Fig. 3 |. SORT LNPs enabled tissue-specific Td-Tomato activation by Cre mRNA delivery.

a, Schematic illustration shows that delivery of Cre mRNA activates Td-Tom expression in Td-Tom transgenic mice via Cre-mediated genetic deletion of the stop cassette. b, mDLNP and liver SORT LNPs (20% DODAP) induced Td-Tom fluorescence specifically in the liver and lung SORT LNPs (50% DOTAP) selectively edited the lung. Td-Tom fluorescence of main organs was detected 2 days following IV injection of Cre mRNA-loaded LNPs (n=3 biologically independent animals). c, Spleen SORT LNPs (30% 18-PA) induced gene editing in the spleen (note high liver background fluorescence in PBS injected mice). Data are presented as mean±s.e.m. (n=3 biologically independent animals). d, Confocal microscopy was employed to further verify effective tissue editing (n=3 biologically independent animals). Scale bars = 20 μm and 100 μm. e, FACS was used to quantify the percentage of TdTom⁺ cells within defined cell type populations of the liver, lung, and spleen (0.3 mg/kg, day 2). Data are presented as mean±s.e.m. (n=3 biologically independent animals).

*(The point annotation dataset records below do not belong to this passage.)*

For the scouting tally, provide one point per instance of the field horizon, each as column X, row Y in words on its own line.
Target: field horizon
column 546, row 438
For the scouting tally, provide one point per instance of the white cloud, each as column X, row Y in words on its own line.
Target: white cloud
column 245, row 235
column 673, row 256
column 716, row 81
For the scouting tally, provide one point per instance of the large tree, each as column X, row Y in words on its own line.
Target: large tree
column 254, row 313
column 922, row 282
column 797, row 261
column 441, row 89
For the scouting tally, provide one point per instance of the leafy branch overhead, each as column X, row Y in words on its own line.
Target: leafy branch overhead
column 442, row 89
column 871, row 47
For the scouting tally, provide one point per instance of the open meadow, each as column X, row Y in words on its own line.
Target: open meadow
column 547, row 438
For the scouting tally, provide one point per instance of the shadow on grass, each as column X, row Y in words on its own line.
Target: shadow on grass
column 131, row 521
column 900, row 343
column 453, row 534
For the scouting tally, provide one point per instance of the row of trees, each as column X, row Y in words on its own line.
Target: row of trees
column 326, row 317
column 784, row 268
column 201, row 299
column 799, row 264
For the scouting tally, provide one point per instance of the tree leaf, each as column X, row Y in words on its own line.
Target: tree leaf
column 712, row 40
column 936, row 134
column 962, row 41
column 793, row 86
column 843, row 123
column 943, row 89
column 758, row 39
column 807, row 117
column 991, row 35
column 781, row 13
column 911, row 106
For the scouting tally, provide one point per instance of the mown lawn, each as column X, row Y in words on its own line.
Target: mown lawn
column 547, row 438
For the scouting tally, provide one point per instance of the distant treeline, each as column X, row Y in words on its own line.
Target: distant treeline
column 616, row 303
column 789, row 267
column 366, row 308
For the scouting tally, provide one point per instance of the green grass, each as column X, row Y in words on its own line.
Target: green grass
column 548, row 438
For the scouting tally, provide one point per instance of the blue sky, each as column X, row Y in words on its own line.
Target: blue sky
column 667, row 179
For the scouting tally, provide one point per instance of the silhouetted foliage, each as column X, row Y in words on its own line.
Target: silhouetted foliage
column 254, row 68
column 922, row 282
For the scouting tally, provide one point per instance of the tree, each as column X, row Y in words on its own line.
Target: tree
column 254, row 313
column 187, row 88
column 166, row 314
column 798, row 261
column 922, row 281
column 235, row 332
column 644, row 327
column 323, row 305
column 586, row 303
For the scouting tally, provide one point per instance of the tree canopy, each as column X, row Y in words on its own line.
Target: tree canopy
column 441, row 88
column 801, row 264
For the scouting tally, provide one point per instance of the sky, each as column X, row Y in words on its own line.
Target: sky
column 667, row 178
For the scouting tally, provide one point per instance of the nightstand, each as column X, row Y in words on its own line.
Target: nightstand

Fig. 4 |. SORT LNPs mediated tissue-specific CRISPR/Cas gene editing of Td-Tom transgenic mice and C57/BL6 wild type mice by co-delivering Cas9 mRNA and sgRNA and by delivering Cas9 RNPs.

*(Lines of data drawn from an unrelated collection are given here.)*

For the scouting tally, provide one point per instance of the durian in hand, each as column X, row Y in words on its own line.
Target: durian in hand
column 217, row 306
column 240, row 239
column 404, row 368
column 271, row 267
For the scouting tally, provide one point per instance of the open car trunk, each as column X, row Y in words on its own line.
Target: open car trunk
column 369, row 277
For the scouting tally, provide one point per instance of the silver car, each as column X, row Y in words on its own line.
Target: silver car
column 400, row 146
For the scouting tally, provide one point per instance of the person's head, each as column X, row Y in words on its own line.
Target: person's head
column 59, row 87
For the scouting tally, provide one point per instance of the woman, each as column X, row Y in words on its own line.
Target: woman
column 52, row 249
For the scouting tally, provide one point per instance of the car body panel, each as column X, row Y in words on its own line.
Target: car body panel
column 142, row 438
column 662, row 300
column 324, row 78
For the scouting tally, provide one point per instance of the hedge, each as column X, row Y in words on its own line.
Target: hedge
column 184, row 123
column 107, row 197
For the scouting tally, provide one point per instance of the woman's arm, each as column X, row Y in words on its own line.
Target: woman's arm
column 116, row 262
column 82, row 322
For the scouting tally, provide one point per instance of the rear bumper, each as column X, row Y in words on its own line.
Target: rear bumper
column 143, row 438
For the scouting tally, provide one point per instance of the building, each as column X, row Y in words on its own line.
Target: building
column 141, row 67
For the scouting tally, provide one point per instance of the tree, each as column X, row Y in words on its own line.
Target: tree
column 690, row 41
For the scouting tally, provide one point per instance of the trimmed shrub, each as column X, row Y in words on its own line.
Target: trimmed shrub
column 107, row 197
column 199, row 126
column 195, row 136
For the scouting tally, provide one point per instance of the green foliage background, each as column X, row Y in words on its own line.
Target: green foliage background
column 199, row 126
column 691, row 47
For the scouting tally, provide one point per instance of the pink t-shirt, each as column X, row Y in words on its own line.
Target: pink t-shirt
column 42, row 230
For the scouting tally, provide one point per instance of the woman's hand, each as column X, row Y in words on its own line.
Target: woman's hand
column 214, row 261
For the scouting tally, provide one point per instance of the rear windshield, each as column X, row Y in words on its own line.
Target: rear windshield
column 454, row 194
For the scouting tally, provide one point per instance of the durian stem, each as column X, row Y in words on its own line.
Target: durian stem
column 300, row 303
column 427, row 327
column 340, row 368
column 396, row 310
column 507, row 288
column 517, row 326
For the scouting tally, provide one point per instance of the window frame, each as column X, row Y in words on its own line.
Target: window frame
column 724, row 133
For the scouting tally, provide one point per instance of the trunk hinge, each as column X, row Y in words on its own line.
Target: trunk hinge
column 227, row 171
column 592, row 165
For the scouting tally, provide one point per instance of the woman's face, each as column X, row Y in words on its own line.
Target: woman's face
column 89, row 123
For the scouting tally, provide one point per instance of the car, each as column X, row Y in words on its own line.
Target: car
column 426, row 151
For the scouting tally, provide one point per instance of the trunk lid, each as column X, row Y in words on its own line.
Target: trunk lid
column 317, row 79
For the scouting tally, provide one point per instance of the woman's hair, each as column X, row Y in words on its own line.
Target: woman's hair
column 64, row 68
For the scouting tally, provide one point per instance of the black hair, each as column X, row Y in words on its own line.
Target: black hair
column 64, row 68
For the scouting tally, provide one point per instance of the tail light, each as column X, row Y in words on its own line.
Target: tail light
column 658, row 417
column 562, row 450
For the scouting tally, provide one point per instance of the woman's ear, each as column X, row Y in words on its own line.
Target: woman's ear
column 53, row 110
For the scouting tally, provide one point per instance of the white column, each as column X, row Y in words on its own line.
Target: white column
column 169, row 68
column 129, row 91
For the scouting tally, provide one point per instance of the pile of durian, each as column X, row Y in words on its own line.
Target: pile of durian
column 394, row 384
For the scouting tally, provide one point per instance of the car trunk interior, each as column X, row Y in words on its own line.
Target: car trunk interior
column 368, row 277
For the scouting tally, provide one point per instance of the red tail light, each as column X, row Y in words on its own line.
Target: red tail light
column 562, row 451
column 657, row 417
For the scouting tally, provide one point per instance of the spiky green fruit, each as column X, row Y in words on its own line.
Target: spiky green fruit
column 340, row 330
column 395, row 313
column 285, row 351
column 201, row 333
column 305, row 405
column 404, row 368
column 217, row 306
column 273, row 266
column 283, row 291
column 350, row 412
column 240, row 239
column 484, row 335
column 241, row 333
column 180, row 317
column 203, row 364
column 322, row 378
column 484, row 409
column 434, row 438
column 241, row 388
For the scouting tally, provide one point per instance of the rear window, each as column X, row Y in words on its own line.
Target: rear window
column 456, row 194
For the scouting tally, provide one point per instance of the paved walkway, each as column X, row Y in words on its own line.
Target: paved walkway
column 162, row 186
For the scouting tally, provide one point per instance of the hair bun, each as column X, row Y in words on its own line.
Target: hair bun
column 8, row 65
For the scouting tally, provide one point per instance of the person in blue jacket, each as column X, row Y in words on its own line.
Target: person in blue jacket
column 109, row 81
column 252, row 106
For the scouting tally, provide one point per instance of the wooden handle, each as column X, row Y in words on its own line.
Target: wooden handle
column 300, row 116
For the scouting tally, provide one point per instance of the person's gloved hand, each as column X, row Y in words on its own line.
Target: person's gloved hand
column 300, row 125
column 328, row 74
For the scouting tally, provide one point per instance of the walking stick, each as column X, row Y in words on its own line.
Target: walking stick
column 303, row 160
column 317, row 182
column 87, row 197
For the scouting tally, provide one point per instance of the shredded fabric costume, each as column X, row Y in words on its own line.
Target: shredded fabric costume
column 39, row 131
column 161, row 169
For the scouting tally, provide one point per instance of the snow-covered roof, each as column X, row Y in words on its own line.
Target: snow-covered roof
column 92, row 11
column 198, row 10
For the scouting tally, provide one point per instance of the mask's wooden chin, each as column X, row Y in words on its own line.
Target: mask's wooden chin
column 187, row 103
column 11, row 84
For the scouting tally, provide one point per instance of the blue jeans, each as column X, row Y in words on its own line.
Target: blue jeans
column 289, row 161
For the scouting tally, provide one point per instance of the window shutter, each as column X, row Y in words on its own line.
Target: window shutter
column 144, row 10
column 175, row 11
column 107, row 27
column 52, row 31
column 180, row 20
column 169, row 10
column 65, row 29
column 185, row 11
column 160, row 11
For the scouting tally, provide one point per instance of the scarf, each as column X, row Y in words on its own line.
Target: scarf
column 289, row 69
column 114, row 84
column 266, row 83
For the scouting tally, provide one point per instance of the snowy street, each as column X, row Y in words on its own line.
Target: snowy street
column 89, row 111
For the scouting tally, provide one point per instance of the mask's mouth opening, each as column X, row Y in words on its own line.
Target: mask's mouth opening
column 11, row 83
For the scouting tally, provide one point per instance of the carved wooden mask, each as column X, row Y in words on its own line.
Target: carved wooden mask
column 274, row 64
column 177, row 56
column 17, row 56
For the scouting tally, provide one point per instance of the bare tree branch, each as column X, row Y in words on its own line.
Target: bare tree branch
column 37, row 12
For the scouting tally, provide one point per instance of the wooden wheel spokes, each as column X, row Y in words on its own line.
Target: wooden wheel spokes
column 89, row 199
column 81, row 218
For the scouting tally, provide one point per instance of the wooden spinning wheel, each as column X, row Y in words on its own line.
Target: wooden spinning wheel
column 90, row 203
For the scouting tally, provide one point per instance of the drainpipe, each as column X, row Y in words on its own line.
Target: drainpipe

a, Schematic illustration shows that co-delivery of Cas9 mRNA (or Cas9 protein) and sgTom1 activates Td-Tom expression in Td-Tom transgenic mice. b, mDLNP and SORT LNPs (20% DODAP) induced Td-Tom fluorescence specifically in the liver and SORT LNPs (50% DOTAP) selectively edited the lung with 2.5 mg/kg dose (Cas9 mRNA/sgTom1, 4/1, wt/wt; measured day 10, n=3 biologically independent animals). c, tdTom expression was confirmed by confocal imaging of tissue sections (n=3 biologically independent animals). Scale bars = 20 μm and 100 μm. d, Cas9 mRNA and sgPTEN were co-delivered in SORT LNPs to selectively edit the liver, lung, and spleen of C57/BL6 mice with 2.5 mg/kg total mRNA (Cas9 mRNA/sgPTEN, 4/1, wt/wt; measured day 10, n = 3 biologically independent animals). The T7E1 assay indicated that tissue-specific PTEN editing was achieved. Editing was quantified by DNA sequencing and TIDE analysis. e, H&E sections and IHC further confirmed successful PTEN editing (n=3 biologically independent animals). Clear cytoplasm indicated lipid accumulation in H&E sections and PTEN loss in IHC images. Scale bar = 60 μm. f, Delivery of Cas9/sgTom1 ribonucleoprotein (RNP) complexes in 7% DOTAP or 55% DOTAP SORT LNPs induced Td-Tom fluorescence specifically in the liver and lungs, respectively (1.5 mg/kg sgTom1, day 7, n=3 biologically independent animals). tdTom expression was confirmed by confocal imaging of tissue sections. Scale bars = 20 μm and 100 μm. g, Liver- and lung-tropic SORT LNPs also delivered Cas9/sgPTEN RNPs to selectively edit the liver and lungs C57/BL6 mice (1.5 mg/kg sgPTEN; day 7, n = 3 biologically independent animals). The T7E1 and TIDE assays indicated that tissue-specific PTEN editing was achieved. h, C57BL/6 mice were IV injected three times (days 0, 2, 4) by co-delivery of Cas9 mRNA and modified sgPCSK9 with 20% DODAP SORT LNPs (n = 4 biologically independent animals). At day 9, ~60% Indel at PCSK9 locus of liver tissue was quantified by (i) T7E1 assay and (j) TIDE analysis, which resulted to ~100% PCSK9 protein reduction in (k) liver tissue (western blot) and (l) serum (ELISA), respectively. The results of h-l were given from 4 biologically independent animals. Data of j and l are presented as mean±s.e.m. A two-tailed unpaired t-test was used to determine the significance of the indicated comparisons of data from j and l. (*P < 0.05; **P<0.01; ***P < 0.001; ****P<0.0001).